Thursday, April 21, 2016

Day 1: The Beginning of it All

Thursday April 14

It's a weird day to start something so monumental. It’s not New Year’s day; it’s not the beginning of a new season or a new month. It's not even the beginning of the week. There is no reason to start a sugar fast today other than the pure and simple reason that I’m tired of living with constant sugar cravings and don’t want to do it for one more day. 
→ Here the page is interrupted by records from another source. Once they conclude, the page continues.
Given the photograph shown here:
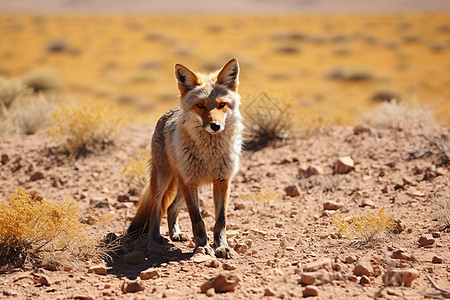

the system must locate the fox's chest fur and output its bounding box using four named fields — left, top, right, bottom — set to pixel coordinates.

left=167, top=111, right=241, bottom=184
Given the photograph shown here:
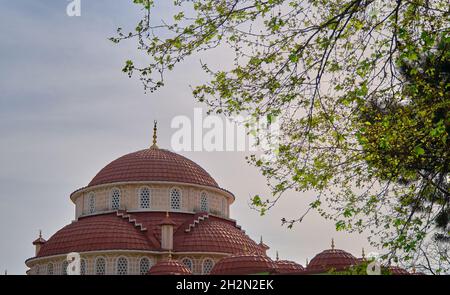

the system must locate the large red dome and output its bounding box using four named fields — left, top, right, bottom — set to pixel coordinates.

left=211, top=254, right=277, bottom=275
left=88, top=148, right=218, bottom=188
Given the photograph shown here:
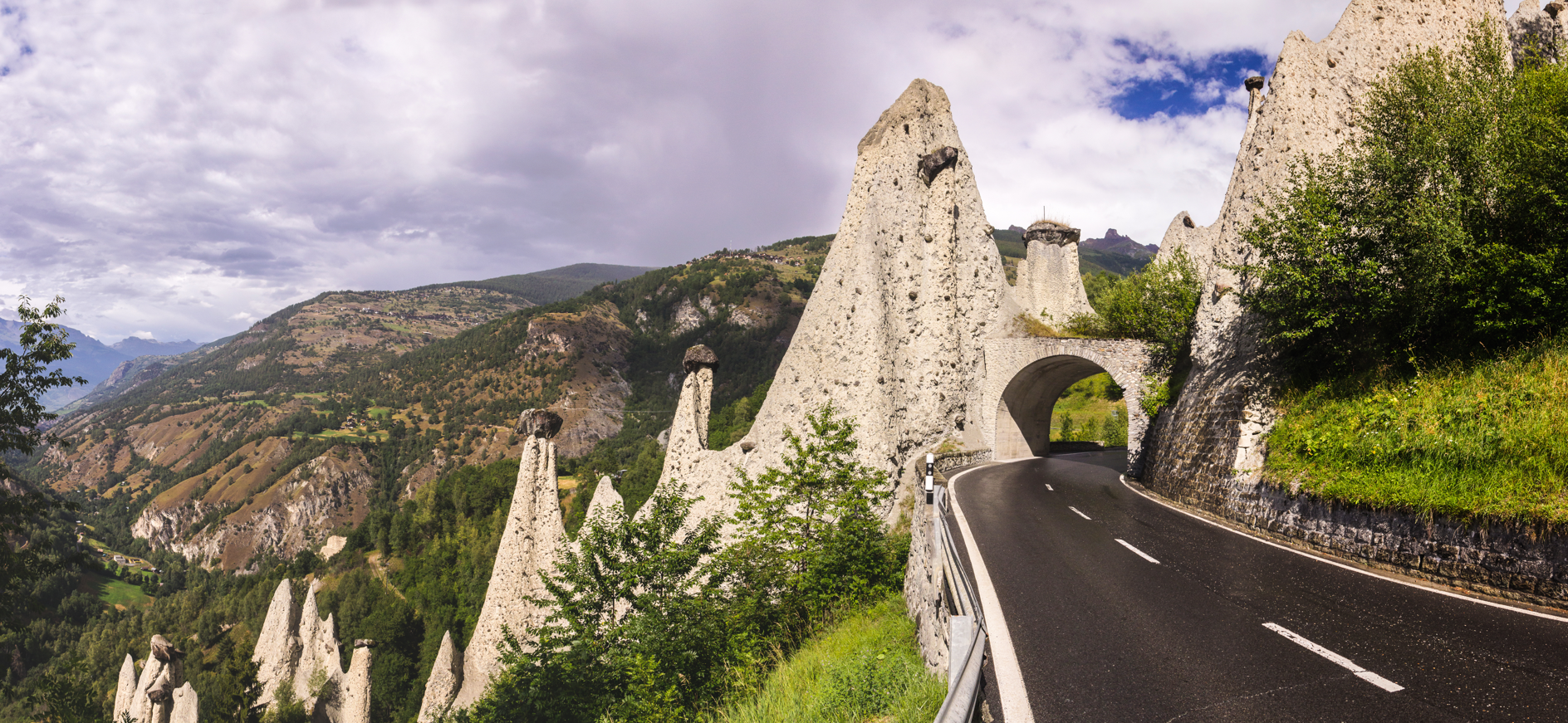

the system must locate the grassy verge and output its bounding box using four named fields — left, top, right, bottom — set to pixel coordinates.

left=1267, top=340, right=1568, bottom=524
left=715, top=594, right=947, bottom=723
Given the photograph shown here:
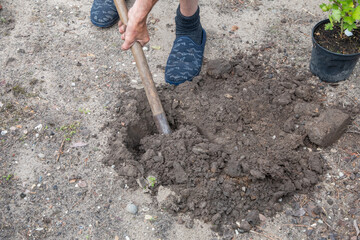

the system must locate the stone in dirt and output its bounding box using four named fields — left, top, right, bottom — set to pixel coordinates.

left=239, top=221, right=252, bottom=232
left=126, top=203, right=137, bottom=215
left=245, top=210, right=260, bottom=226
left=305, top=109, right=351, bottom=147
left=207, top=59, right=232, bottom=78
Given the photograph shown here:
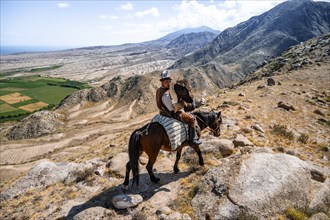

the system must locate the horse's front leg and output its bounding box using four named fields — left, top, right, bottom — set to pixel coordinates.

left=193, top=145, right=204, bottom=166
left=173, top=149, right=182, bottom=173
left=146, top=156, right=160, bottom=183
left=123, top=161, right=131, bottom=189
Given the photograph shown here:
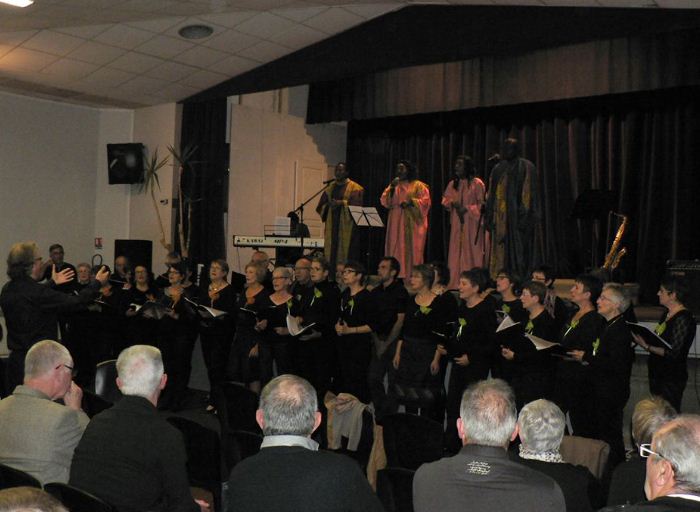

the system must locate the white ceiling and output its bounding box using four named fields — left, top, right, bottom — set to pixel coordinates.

left=0, top=0, right=700, bottom=108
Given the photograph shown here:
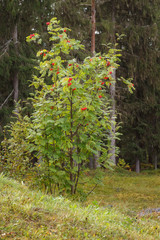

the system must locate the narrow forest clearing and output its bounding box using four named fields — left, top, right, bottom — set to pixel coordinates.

left=0, top=172, right=160, bottom=240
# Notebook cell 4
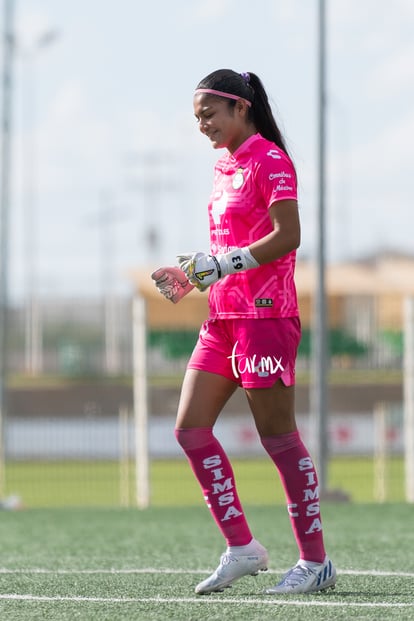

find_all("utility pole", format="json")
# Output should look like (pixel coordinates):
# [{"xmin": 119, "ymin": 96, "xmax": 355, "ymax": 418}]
[
  {"xmin": 19, "ymin": 30, "xmax": 59, "ymax": 375},
  {"xmin": 310, "ymin": 0, "xmax": 328, "ymax": 493},
  {"xmin": 0, "ymin": 0, "xmax": 14, "ymax": 498}
]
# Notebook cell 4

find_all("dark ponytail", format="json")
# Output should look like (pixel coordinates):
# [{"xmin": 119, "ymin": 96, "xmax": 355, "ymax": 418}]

And...there’s the reason that here in Colorado Springs the bright sun is bringing temperatures in the 60s and 70s. It’s time to be outdoors again, hiking and swimming. I put on 10 wopping pounds over the holidays (which eating-wise went from Thanksgiving to Easter), and I feel sluggish and bloated. All the sugar I consumed over the last 6 months is sticking to me. It left the shelves of the pantry and I carry it with me wherever I go.

But what I really want more than dropping some extra pounds is to feel free from bondage to something, free from constantly thinking about sugar, free from its relentless pull on me.

I read an article today titled The Sugar Conspiracy by Ian Leslie. The thing about science that never ceases to amaze me is how little is set in stone, even when it is pretended to be. This article documents how long-standing evidence has been suppressed showing that sugar not saturated fat is far more dangerous to a nation's overall health, including heart disease, diabetes and obesity rates. It claims that serious evidence is lacking to support the long-standing belief that the fat that clogs arteries is the result of eating excess saturated fat.

What comes to me as a surprise is that there is actually a debate about what foods cause fat to accumulate into our arteries! They've been acting like there was no question it was from saturated fat consumption. It turns out that sugar consumption could be the cause.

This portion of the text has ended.